The combined score is fill_ratio / (1 + density_cv). Higher is better.

Top-down projection of two candidate surfaces overlaid with the 24 × 24 scoring grid. The floor (left) scores well on both metrics; the cluttered surface (right) does not.

This rejects many walls even when their RMS is low, because a wall usually covers only a thin strip of the grid.

Learning from feedback

Not every frame has an unobstructed view of the floor. Furniture, people, and oblique angles can all produce plausible candidates that are not actually the floor.

During teaching, a human can confirm or reject proposed surfaces. A rejection excludes that inlier cluster from the next search, while a confirmation saves a surface profile.

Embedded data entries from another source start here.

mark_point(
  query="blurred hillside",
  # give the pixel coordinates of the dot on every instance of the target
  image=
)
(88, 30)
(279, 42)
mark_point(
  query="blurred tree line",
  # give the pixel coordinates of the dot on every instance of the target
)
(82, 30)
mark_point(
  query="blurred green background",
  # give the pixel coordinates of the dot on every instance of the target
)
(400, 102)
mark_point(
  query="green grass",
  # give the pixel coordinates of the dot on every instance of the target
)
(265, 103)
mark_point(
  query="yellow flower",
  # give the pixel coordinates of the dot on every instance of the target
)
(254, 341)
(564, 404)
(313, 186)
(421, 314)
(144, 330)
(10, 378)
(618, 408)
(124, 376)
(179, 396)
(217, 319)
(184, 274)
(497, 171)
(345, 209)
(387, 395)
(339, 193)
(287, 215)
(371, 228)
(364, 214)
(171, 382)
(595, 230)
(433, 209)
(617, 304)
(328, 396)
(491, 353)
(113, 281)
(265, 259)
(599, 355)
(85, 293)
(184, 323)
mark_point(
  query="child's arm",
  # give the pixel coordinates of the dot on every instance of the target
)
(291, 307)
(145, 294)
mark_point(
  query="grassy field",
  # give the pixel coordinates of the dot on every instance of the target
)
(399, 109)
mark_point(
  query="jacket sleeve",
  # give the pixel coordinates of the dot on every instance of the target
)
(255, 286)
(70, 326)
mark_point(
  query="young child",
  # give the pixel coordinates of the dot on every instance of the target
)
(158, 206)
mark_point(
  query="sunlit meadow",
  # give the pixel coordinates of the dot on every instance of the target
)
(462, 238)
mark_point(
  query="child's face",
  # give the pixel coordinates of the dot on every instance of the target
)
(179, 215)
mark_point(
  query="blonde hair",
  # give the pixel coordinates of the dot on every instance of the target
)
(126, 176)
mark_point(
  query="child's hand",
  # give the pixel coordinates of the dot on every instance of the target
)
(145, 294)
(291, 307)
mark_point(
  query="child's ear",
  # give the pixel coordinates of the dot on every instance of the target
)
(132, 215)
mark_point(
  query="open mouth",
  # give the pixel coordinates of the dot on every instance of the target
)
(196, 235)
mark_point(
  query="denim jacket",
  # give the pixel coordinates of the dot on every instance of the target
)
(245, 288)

That human-in-the-loop step is only needed for teaching. Once the system has a useful set of confirmed profiles, experience mode can compare new candidates against them on its own and promote surfaces that look similar.

The profile stores the mean and variance of absolute perpendicular distances, the fill_ratio, density per square metre, density_cv, and the footprint aspect ratio. These values become the features used for later comparison.

Variance is useful because it describes how tightly points cluster around a surface. A confirmed floor tends to have a narrow residual distribution. A rough or mixed surface spreads its residuals out.

Two candidate surfaces with individual residuals and fitted normal distributions. The low-variance floor profile is much tighter than the high-variance candidate.

On later runs, experience mode compares new candidates with saved profiles. A surface that matches earlier floor confirmations rises to the top faster without requiring a person to re-teach the system on every frame.

Putting it together

The pipeline averages 50 depth frames, samples 192 RANSAC triplets, keeps 12 candidates, refines with Gauss-Newton, scores by RMS and spatial density, then learns confirmed surface profiles.

The result is a stable, pose-relative floor frame the robot can use as a foundation for everything else.